Earlier today, Volkswagen held a press conference at its headquarters in Wolfsburg, Germany, to update the world about the automaker's ongoing emissions scandal. VW CEO Matthias Müller and chairman Hans Dieter Pötsch discussed the roots of the problem, VW's proposed fixes for some of the affected cars, and the company's reorganization plans.
In fact, VW has two separate emissions problems. The first came to light in September, when the US Environmental Protection Agency sent a notice of violation to VW informing the car maker that 500,000 diesel-engined cars would have to be recalled over "defeat device software" embedded in their engine control units. VW's four-cylinder EA 198 diesel engine contains code that detects when a car undergoes an emissions test and adjusts the engine tuning. This decreases the amount of NOx compounds produced in the exhaust to legal limits, allowing the vehicle to pass the test at the cost of reduced power (and therefore efficiency).
Before long, the scandal had grown beyond the 500,000 cars sold in the US to include up to 11 million vehicles worldwide. More recently, the Environmental Protection Agency notified VW group that the 3L V6 diesel used by VW, Audi, and Porsche also has an illegal auxiliary emissions control device.

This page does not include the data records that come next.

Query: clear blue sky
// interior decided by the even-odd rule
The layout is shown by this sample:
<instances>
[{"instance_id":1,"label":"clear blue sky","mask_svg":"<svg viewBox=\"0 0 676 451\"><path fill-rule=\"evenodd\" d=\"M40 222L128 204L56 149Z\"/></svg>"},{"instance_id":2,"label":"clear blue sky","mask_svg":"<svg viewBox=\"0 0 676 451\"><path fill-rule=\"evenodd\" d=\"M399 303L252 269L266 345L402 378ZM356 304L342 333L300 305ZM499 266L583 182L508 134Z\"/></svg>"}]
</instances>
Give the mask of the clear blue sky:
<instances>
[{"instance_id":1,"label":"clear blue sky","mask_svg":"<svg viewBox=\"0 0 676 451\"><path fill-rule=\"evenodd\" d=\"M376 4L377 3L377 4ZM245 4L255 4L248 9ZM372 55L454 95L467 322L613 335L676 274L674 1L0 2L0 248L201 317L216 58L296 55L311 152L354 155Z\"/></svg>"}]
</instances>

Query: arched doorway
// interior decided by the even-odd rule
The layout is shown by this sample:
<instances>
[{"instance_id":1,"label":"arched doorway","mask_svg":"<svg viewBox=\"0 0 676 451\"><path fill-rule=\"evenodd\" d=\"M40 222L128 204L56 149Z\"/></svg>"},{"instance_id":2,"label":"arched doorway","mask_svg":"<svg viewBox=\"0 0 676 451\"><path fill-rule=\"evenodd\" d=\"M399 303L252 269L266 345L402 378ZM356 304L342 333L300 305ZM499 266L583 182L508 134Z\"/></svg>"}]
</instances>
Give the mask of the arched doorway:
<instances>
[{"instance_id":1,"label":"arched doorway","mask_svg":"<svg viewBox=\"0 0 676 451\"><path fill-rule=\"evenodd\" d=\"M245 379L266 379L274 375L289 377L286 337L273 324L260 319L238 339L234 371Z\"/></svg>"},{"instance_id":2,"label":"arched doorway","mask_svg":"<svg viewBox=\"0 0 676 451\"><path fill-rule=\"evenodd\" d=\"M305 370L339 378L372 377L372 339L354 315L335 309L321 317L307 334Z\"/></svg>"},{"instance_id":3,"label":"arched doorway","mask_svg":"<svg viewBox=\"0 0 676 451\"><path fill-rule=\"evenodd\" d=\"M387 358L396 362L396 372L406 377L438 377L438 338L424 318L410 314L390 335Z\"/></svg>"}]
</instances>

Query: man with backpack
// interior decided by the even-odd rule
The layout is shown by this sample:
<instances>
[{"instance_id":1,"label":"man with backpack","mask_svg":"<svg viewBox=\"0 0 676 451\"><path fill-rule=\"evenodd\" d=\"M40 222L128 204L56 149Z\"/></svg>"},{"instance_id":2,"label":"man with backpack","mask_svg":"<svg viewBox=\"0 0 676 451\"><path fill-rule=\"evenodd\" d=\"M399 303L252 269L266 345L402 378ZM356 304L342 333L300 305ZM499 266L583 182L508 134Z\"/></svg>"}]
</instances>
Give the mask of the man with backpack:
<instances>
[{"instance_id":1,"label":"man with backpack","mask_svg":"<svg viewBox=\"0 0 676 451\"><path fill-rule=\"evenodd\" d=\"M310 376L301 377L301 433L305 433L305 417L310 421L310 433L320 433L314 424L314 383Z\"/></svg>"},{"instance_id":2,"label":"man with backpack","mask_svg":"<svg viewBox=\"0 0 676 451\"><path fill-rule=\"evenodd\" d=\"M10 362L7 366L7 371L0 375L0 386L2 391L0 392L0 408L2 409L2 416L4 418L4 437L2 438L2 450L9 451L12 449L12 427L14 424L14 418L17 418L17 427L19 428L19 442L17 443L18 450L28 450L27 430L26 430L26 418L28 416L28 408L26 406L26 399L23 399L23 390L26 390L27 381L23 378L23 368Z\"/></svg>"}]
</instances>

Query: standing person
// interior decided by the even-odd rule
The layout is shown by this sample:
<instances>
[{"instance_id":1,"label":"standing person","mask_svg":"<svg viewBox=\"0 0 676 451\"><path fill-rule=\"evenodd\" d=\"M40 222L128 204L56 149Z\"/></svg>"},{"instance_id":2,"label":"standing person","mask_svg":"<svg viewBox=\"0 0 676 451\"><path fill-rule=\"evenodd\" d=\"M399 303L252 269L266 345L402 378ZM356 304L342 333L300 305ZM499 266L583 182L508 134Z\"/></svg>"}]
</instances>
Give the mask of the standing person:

A second issue was revealed last month, discovered during VW's internal investigation of the scandal. This time it affects VW group with 1.4L cars sold in Europe. The company at first reported that it had sold up to 800,000 cars that emitted significantly more CO2 than claimed during type approval, but more recently it has downgraded this number to just 36,000.
Individual misconduct and cultural failures
In the press conference, Pötsch said that blame for the NOx cheating was caused in part by "individual misconduct" as well as failed internal procedures and a culture in some departments "that tolerated breaches of the rules." All of this was caused by a desire to expand diesel sales in the US, a desire that wasn't matched with sufficient time or budget to develop engines that fully complied with the tough NOx emissions regulations of the US.